Des weiteren hat sich der Soldat eingelassen, er habe dem Zeugen P. den Arm nur auf den Rücken gelegt, nicht aber in schmerzhafter Weise verdreht. Als der Zeuge T. die Fesselung des Zeugen P. am Baum zu lasch und locker vorgenommen habe, habe er, der Soldat, diesem demonstrieren wollen, wie eine ordnungsgemäße Fesselung zu erfolgen habe, auch mit Blick darauf, daß sich eine Wiederholung dieser Maßnahme bei weiteren Gefangenen ergeben würde. Er habe nicht bemerkt, daß der Zeuge P. schwer geatmet oder gar geröchelt habe. Bei der ersten Bitte des Gefangenen, den Strick vom Hals zu nehmen, habe er dessen Festigkeit mit der Hand überprüft, seine Finger zwischen Seil und Hals leicht hineinschieben können und deshalb die Fesselung für vertretbar gehalten und fortgesetzt. Als der Zeuge P. bald danach erneut gebeten habe, die Fesselung abzunehmen, weil er keine Luft mehr bekomme, habe er dieser Bitte sofort entsprochen.

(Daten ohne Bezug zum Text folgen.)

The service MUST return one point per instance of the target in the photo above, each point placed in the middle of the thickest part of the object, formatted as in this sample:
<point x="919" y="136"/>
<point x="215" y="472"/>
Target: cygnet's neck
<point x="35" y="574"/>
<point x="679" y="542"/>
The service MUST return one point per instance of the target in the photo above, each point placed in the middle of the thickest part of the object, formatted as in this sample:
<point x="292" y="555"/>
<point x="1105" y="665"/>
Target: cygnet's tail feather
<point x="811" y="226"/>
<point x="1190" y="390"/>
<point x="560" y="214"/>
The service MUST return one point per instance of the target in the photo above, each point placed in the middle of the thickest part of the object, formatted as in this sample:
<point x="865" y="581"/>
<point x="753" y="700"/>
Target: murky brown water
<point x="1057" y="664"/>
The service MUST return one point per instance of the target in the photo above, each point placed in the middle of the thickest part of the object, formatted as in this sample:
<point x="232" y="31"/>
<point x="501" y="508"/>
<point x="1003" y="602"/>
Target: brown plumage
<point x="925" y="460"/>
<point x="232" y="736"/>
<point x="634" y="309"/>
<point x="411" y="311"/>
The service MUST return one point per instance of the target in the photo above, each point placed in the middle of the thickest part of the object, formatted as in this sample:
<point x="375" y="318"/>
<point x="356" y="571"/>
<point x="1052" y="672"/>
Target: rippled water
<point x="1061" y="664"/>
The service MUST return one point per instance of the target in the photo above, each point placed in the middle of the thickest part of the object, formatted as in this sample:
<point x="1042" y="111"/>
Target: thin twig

Diese Einlassung ist im wesentlichen durch die glaubhafte Aussage des Zeugen P. widerlegt. Denn er hat auf entsprechende Fragen bekundet, daß das viermalige Drücken auf die Motorhaube des "Wolf" nicht schmerzhaft gewesen sei, während er starke Schmerzen empfunden habe, als ihm der Soldat den Arm auf den Rücken gelegt und verdreht habe. Des weiteren hat er bei der Schilderung der Auswirkungen der Fesselung durch den Zeugen T. und den Soldaten hinsichtlich der Intensität und Schmerzempfindung eindeutige Unterschiede beschrieben. Die Einlassung des Soldaten, er habe nicht bemerkt, daß der Zeuge P. keine Luft mehr bekommen und geröchelt habe, ist durch die glaubhaften Aussagen der Zeugen T., M. und F. widerlegt worden. Während der Zeuge T. zwar kein Röcheln des Zeugen P. gehört, aber beobachtet hat, daß P. "abgetreten" gewirkt und komische Gesichtszüge gehabt habe, hat der Zeuge M. das Röcheln wahrgenommen. Ebenso hat der Zeuge F. ausgesagt, daß der Zeuge P. kaum noch sprechen und Luft holen konnte und daß der Soldat die Befragung bis zu einem "erneuten Röcheln" des Zeugen P. weitergeführt hat; erst als der Zeuge P. nach Beobachtung des Zeugen Furcht "immer weniger Luft bekam", wurde er vom Soldaten losgebunden und sackte in sich zusammen. Diese Beobachtung hat auch der Zeuge T. bestätigt. Während der Zeuge A. bekundet hat, daß der Zeuge P. mit dem Strick um den Hals an den Baum gefesselt war, aber nicht gehört hat, daß der Zeuge P. geröchelt hat, hat der Zeuge W. ausgesagt, daß der Zeuge P. am Boden gelegen hat und von dem Soldaten, der über ihm kniete, befragt wurde.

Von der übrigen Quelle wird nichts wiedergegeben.